I was testing my own RAG application.
I'd spent weeks building it — .NET 8, Qdrant, OpenAI, Clean Architecture. It worked well. Upload documents, ask questions, get cited answers. I was happy with it.
So I loaded up some public annual reports and research papers, and started stress-testing it.
Most answers were solid. Then I asked:
"What are the common risk factors mentioned across these annual reports, and do any of them overlap?"

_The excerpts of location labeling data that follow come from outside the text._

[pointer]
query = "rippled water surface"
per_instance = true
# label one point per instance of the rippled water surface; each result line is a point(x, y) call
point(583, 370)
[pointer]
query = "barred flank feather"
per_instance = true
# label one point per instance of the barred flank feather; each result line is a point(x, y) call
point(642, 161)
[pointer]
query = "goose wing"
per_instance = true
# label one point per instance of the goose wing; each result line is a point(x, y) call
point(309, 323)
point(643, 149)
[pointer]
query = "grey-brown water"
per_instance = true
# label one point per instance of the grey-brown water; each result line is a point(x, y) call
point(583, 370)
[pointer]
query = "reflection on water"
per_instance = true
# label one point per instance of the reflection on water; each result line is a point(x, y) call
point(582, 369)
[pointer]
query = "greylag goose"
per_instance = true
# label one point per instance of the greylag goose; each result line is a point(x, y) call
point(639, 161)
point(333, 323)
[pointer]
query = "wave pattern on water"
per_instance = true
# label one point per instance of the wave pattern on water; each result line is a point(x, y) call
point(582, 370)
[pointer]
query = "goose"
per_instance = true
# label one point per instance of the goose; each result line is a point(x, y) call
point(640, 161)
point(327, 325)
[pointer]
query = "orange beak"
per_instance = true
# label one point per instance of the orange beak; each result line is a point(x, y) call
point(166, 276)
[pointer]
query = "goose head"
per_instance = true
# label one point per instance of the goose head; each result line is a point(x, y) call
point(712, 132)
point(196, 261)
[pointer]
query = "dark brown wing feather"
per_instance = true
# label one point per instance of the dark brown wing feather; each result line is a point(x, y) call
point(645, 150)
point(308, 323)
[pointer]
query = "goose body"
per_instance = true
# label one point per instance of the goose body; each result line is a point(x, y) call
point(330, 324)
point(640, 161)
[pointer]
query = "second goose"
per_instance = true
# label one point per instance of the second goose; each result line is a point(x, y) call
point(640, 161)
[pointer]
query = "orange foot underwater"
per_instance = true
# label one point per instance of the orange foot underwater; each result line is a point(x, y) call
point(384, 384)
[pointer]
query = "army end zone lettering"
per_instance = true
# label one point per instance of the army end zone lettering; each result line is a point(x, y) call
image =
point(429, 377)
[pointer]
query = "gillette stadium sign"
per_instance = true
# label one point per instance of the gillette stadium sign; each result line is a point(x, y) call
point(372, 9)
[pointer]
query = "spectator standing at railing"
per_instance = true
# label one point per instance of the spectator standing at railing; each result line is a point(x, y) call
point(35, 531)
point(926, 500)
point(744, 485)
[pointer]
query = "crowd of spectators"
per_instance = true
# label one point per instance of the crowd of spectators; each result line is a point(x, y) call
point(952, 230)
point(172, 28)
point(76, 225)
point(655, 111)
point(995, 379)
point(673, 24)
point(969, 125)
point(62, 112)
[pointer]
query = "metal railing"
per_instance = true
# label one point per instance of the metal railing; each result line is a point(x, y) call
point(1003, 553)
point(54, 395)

The system responded in seconds. Confident. Cited. Clean.
But when I cross-checked manually, I realised it had only pulled chunks from one report. The others hadn't been touched. No warning. No caveat. Just a quietly incomplete answer dressed up as a complete one.
That was the moment I stopped and thought: this isn't a retrieval bug. This is an architectural ceiling.
What Single-Shot RAG Actually Does
Here's the pipeline most RAG systems run:
User question
→ Generate embedding
→ Vector search (one query, one pass)
→ Take top-K chunks
→ Stuff into prompt
→ Generate answer
It's fast, cheap, and works well for direct factual questions. "What is the refund policy?" — great. One search finds it.
But for anything that requires:
- Searching across multiple documents with different angles
- Comparing information from two sources
- First understanding what documents exist, then drilling in
...single-shot RAG fails silently. The LLM gets whatever the one search returned and does its best. It has no way to say "I think I need more context from a different source." It just answers.
The Fix: Give the System the Ability to Think Before It Answers
What I needed wasn't better retrieval. I needed the system to plan its retrieval.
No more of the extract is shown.